Although the decision is neither official nor public yet, the European Union is expected to recommend against allowing a Deutsche Boerse takeover of NYSE's Euronext. EU officials are preparing the official recommendation, which may come as soon as next week.
In a Dec. 21 meeting, according to Bloomberg, the European Commission team conducting an examination of the proposed deal said they were likely to recommend prohibition of the deal, according to unidentified sources familiar with the proceedings. The team’s advice is nonbinding.
European regulators are concerned about the possibility of competition in derivatives and clearing being threatened by the arrangement. Both NYSE and Deutsche Boerse have offered concessions, but officials told the companies in a Brussels meeting last week that those concessions did not go far enough. The commission has until Feb. 9 to make a ruling on the case.

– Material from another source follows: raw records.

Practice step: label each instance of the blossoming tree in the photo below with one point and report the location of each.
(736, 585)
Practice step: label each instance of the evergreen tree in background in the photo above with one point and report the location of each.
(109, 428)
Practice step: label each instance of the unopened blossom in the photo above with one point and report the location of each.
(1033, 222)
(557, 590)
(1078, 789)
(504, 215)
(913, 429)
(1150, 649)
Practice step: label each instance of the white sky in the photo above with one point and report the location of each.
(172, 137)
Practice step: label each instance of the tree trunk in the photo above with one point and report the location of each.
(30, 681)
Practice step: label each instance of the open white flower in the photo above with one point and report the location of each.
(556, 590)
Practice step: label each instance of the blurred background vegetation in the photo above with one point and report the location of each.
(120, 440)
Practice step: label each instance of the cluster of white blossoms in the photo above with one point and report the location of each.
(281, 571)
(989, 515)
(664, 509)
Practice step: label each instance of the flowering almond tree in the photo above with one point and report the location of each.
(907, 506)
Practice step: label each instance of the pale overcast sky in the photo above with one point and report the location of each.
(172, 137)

U.S. regulators already agreed, on Dec. 22, to permit the deal to proceed, provided the Frankfurt-based Deutsche Boerse sells its 31.5% stake in another U.S. equity market, Direct Edge Holdings. Europe has not been so quick to act on a decision, and previously said that the companies would have to divest an entire derivatives business such as Liffe or Eurex.
Both CEOs have said they are not prepared to consider such an action, and offered other concessions instead–capping fees on derivatives trading and clearing for three years, selling the Liffe single-stock derivatives business and licensing the Eurex trading system to a third party.

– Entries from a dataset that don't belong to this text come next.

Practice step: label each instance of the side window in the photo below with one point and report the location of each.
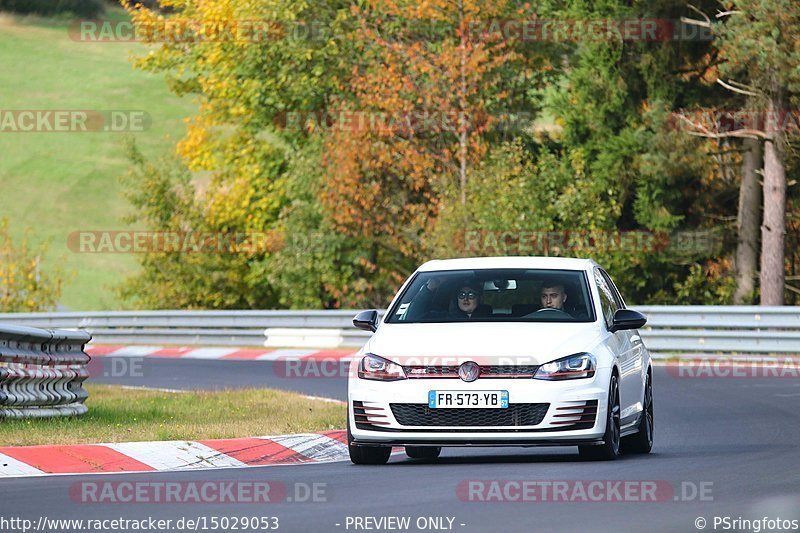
(614, 290)
(607, 301)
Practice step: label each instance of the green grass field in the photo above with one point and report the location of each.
(119, 414)
(57, 183)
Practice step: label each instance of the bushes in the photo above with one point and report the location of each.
(48, 8)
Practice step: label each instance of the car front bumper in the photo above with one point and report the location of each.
(576, 411)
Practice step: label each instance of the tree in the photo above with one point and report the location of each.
(24, 285)
(759, 41)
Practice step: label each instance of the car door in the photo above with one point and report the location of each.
(628, 349)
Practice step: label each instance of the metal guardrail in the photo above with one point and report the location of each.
(698, 329)
(42, 372)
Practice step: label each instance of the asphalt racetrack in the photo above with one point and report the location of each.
(724, 447)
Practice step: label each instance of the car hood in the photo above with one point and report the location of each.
(482, 342)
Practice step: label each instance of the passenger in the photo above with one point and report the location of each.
(468, 299)
(553, 295)
(465, 303)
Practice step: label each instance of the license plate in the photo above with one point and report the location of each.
(473, 399)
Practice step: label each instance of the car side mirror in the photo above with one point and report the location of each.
(627, 319)
(366, 320)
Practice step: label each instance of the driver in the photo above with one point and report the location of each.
(553, 296)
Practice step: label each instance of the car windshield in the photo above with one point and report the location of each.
(495, 295)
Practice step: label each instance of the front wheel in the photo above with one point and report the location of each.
(642, 440)
(610, 448)
(366, 455)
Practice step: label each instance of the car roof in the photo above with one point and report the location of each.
(466, 263)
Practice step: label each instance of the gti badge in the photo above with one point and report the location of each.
(469, 371)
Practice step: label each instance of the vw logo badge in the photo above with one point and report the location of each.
(469, 371)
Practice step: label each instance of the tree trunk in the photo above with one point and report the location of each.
(462, 101)
(747, 223)
(774, 227)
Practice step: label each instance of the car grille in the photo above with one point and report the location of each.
(487, 371)
(419, 414)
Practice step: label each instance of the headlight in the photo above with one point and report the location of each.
(579, 365)
(380, 369)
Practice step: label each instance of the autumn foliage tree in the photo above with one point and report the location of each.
(25, 284)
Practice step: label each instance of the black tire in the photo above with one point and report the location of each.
(609, 450)
(428, 453)
(367, 455)
(642, 440)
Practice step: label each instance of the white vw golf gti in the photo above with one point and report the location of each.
(502, 351)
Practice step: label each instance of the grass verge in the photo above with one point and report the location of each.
(118, 414)
(57, 183)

If the takeover occurs, it would put more than 90% of the region’s exchange-traded derivatives market and approximately 30% of European stock trading under the control of a single company.
Eurex is the region’s biggest derivatives exchange and Liffe the second largest. In the U.S., trading in interest-rate, agricultural and commodity futures is already dominated by a single company, CME Group Inc., after its merger in 2007 with the Chicago Board of Trade and with the New York Mercantile Exchange in 2008.